Fondazione Bruno Kessler (FBK) has been continuously developing and improving silicon photomultiplier technologies, for example with peak efficiency in the blue (near-ultra-violet, NUV), or in the green (red–green–blue, RGB) region of the spectrum.

Over the last years there has been a growing interest in silicon photomultipliers (SiPMs) applications at cryogenic temperatures (e.g.: for the readout of the scintillation light from liquefied noble gases in rare-events experiments). One example is the DarkSide-20k experiment, in which LAr scintillation light is detected after wavelength-shifting to match the SiPMs’ spectral response.

A dedicated silicon photomultiplier technology has been developed in FBK: the NUV-HD-Cryo. SiPMs made in such technology reach primary dark count rates of about 2 ${\mathrm{mHz∕mm}}^2$ and an after-pulsing probability of about 12% when biased at 4 V above breakdown in liquid nitrogen (LN). In other experiments, like for example the nEXO experiment, direct detection of vacuum ultra-violet (VUV) light in cryogenic conditions is required. In this case, the sensitivity in VUV has to be combined with the advantages of the “Cryo” technology.

In this contribution, the latest results from the cryogenic characterization of FBK VUV-HD technology for cryogenic temperatures will be presented. Among the produced devices, one promising split has been identified with reduced after-pulsing probability at 100 K, less than “standard” VUV-HD device.

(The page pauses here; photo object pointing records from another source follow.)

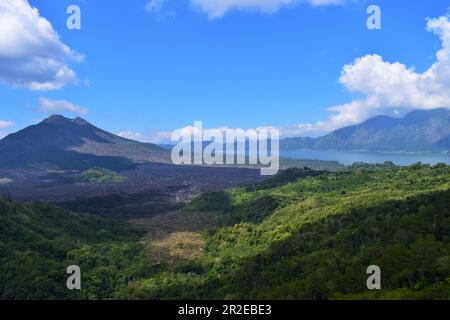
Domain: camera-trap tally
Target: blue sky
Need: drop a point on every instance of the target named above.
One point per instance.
(151, 71)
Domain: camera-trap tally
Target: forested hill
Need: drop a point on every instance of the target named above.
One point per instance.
(38, 242)
(313, 238)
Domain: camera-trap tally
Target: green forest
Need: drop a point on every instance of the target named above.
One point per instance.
(302, 234)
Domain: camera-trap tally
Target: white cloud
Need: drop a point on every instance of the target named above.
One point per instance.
(31, 53)
(158, 137)
(164, 137)
(56, 106)
(389, 88)
(218, 8)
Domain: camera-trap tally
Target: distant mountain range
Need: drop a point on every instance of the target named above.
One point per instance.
(421, 130)
(62, 143)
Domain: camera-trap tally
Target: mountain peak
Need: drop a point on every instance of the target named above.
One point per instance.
(56, 119)
(60, 120)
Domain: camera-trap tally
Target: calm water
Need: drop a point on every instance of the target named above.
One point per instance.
(350, 157)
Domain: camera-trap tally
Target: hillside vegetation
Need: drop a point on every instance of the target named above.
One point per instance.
(302, 234)
(314, 237)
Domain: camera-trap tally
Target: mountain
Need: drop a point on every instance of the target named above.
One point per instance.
(62, 143)
(420, 130)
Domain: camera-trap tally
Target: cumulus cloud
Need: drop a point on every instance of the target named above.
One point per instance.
(165, 137)
(218, 8)
(388, 88)
(31, 53)
(57, 106)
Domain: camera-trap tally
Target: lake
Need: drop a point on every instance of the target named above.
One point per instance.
(350, 157)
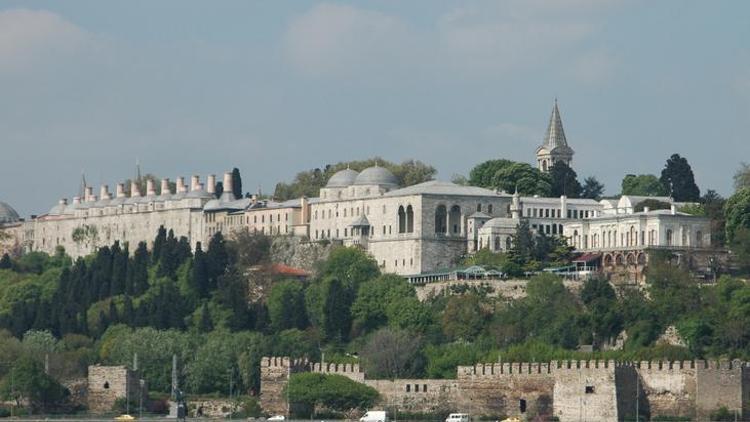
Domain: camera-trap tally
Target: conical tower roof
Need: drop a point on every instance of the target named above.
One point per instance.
(555, 134)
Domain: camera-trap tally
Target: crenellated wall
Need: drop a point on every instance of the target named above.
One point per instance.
(569, 390)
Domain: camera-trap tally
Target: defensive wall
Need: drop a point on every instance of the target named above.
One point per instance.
(569, 390)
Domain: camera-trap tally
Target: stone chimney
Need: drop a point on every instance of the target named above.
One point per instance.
(181, 188)
(135, 191)
(211, 184)
(165, 187)
(104, 192)
(227, 195)
(150, 188)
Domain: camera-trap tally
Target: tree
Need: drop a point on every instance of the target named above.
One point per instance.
(737, 213)
(678, 179)
(592, 188)
(286, 306)
(335, 392)
(5, 262)
(28, 381)
(370, 309)
(742, 177)
(464, 317)
(199, 279)
(564, 181)
(393, 354)
(352, 266)
(236, 183)
(643, 185)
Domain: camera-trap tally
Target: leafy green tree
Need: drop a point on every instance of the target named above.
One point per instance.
(464, 317)
(335, 392)
(592, 188)
(393, 354)
(286, 306)
(5, 262)
(27, 381)
(370, 307)
(564, 181)
(308, 183)
(643, 185)
(236, 183)
(484, 174)
(352, 266)
(737, 213)
(678, 179)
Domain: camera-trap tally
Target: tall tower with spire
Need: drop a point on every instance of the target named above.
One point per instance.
(555, 147)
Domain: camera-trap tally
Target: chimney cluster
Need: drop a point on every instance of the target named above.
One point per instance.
(135, 191)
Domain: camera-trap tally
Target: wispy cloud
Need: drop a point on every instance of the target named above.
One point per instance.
(32, 37)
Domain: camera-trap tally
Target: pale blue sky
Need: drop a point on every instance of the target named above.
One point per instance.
(276, 87)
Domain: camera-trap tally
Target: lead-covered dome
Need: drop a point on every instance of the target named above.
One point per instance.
(342, 178)
(376, 176)
(7, 214)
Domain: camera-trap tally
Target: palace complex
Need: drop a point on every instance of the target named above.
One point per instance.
(413, 230)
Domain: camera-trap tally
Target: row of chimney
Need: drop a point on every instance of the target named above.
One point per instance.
(135, 192)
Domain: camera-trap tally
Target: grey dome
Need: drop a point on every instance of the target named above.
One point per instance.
(376, 176)
(7, 214)
(342, 178)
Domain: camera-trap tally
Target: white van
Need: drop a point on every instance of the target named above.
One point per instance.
(458, 417)
(374, 416)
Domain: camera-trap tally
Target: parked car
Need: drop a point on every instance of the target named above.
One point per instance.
(374, 416)
(458, 417)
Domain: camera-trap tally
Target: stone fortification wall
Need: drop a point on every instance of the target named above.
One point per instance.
(299, 253)
(567, 390)
(719, 384)
(106, 384)
(585, 390)
(349, 370)
(510, 289)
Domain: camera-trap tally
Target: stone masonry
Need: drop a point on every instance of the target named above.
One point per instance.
(567, 390)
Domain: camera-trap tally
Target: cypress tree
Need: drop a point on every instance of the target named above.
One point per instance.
(5, 262)
(236, 183)
(200, 277)
(205, 324)
(113, 318)
(161, 238)
(119, 270)
(138, 271)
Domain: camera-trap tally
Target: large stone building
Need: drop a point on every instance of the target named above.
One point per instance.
(566, 390)
(408, 230)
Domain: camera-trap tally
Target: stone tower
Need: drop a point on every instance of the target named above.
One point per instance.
(555, 147)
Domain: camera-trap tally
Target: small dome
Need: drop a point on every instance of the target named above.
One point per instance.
(342, 178)
(376, 176)
(7, 214)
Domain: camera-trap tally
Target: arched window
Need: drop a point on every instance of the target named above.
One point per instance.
(409, 219)
(441, 219)
(401, 220)
(454, 219)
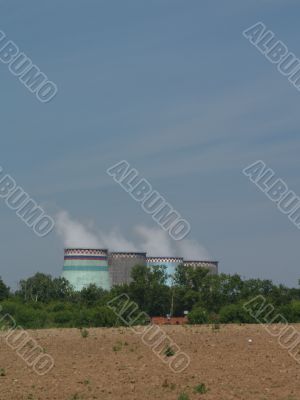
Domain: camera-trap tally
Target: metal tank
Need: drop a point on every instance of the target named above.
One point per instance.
(121, 264)
(211, 265)
(83, 267)
(170, 262)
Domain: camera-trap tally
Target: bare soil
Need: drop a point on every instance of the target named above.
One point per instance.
(115, 364)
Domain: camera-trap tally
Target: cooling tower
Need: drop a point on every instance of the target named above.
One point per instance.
(121, 264)
(170, 262)
(83, 267)
(211, 265)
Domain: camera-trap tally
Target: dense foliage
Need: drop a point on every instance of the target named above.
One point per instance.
(42, 301)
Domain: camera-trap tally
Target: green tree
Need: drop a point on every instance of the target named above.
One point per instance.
(4, 290)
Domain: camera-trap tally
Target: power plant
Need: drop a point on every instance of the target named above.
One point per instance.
(121, 264)
(83, 267)
(170, 262)
(211, 265)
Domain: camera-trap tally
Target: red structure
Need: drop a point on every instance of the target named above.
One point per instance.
(169, 321)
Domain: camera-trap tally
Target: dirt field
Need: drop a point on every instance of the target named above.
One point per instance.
(115, 364)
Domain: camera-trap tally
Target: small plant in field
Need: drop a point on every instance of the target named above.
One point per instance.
(76, 396)
(169, 352)
(118, 346)
(84, 333)
(166, 384)
(183, 396)
(216, 326)
(201, 388)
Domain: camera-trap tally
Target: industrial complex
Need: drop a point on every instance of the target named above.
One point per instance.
(105, 269)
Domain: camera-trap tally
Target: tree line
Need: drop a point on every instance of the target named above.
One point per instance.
(42, 301)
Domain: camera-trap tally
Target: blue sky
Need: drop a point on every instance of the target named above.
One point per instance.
(175, 89)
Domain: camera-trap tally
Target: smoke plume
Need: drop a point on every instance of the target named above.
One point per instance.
(153, 240)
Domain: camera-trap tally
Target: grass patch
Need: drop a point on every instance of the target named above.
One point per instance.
(201, 388)
(84, 333)
(183, 396)
(169, 352)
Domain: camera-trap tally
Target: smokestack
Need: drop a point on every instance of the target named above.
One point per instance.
(83, 267)
(170, 262)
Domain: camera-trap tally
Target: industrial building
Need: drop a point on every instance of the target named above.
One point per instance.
(211, 265)
(121, 264)
(170, 262)
(83, 267)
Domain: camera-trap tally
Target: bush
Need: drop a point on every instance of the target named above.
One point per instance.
(64, 318)
(234, 313)
(198, 315)
(103, 316)
(29, 318)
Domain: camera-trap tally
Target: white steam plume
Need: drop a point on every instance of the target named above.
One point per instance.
(73, 233)
(154, 241)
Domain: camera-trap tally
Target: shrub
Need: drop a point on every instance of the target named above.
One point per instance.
(63, 318)
(234, 313)
(103, 316)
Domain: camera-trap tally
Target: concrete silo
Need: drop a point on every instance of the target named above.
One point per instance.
(170, 262)
(121, 264)
(83, 267)
(211, 265)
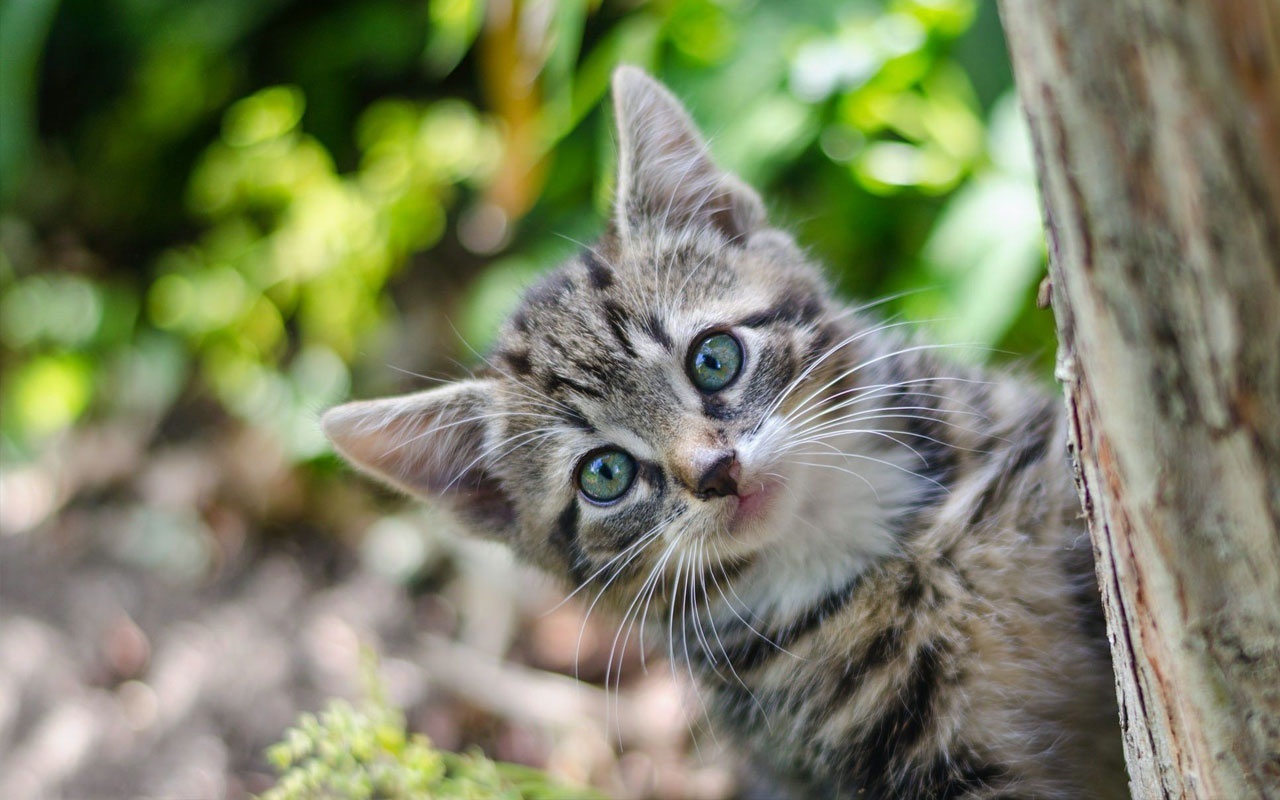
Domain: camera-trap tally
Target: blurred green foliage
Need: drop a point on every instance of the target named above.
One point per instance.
(365, 753)
(245, 200)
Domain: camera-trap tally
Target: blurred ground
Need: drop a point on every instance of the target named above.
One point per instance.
(137, 664)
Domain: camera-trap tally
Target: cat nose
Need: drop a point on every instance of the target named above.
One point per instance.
(720, 479)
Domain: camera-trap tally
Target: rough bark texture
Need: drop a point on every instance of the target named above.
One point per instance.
(1157, 135)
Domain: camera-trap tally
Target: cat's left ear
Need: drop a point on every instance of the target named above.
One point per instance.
(664, 170)
(433, 444)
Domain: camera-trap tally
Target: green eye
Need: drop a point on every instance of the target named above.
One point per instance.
(606, 475)
(714, 361)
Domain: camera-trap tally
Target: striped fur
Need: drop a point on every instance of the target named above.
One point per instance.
(896, 602)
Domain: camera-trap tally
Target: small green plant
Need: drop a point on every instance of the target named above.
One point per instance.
(365, 753)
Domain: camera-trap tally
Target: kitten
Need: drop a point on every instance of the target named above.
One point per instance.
(872, 560)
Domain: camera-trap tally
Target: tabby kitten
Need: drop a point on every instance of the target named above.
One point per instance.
(871, 558)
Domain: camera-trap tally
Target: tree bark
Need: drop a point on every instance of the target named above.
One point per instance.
(1156, 127)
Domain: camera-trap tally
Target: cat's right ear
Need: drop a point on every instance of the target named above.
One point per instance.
(432, 444)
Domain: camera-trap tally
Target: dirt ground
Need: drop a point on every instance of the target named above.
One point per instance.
(167, 612)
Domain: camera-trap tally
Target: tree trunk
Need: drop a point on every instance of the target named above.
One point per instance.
(1156, 127)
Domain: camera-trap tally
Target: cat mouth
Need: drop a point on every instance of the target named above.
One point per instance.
(754, 506)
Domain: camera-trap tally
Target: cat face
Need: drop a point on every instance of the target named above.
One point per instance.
(641, 402)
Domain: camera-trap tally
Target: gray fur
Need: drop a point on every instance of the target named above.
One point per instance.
(908, 612)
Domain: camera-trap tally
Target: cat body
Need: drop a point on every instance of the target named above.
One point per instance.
(872, 560)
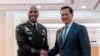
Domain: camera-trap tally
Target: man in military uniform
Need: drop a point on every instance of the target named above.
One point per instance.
(31, 36)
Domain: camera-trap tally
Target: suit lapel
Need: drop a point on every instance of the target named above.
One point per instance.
(39, 28)
(60, 38)
(73, 27)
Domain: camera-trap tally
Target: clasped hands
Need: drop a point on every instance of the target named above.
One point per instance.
(43, 53)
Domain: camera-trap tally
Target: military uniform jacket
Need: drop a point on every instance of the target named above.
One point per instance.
(29, 39)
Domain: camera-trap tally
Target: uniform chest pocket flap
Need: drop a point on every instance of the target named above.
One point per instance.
(29, 33)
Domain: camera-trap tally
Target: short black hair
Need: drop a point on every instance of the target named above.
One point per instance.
(67, 7)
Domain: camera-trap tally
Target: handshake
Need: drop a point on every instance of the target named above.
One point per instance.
(43, 53)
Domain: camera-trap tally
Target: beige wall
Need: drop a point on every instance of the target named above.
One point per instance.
(2, 34)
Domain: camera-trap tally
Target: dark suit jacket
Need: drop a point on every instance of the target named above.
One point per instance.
(76, 43)
(28, 39)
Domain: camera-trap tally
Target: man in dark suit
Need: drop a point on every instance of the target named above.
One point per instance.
(72, 39)
(31, 36)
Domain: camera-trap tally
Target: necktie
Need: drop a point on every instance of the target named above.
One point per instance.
(64, 34)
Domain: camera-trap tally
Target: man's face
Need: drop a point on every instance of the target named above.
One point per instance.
(33, 14)
(66, 16)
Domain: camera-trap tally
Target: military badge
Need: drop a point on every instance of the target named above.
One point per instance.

Fondazione Bruno Kessler（FBK）一直在不断发展和改进硅光电倍增器技术，例如在蓝色（近紫外-NUV）或绿色（红-绿-蓝，RGB）区域达到峰值效率。光谱。

在过去的几年中，人们越来越关注低温下的硅光电倍增管（SiPM）应用（例如：在罕见事件实验中用于从液化稀有气体中读取闪烁光）。一个例子是DarkSide-20k实验，在该实验中，在波长偏移后检测到LAr闪烁光以匹配SiPM的光谱响应。

FBK中开发了一种专用的硅光电倍增器技术：NUV-HD-Cryo。用这种技术制造的SiPM的主要暗计数率约为2 ${\mathrm{兆赫兹·毫米}}^2$在液氮（LN）中击穿电压高于击穿电压4 V时，其后脉冲概率约为12％。在其他实验中，例如nEXO实验，需要在低温条件下直接检测真空紫外线（VUV）。在这种情况下，VUV的灵敏度必须与“ Cryo”技术的优势相结合。

在这项贡献中，将介绍FBK VUV-HD技术的低温表征在低温下的最新结果。在生产的设备中，已经确定了一种很有希望的解决方案，其在100 K下的后脉冲概率降低了，低于“标准” VUV-HD设备。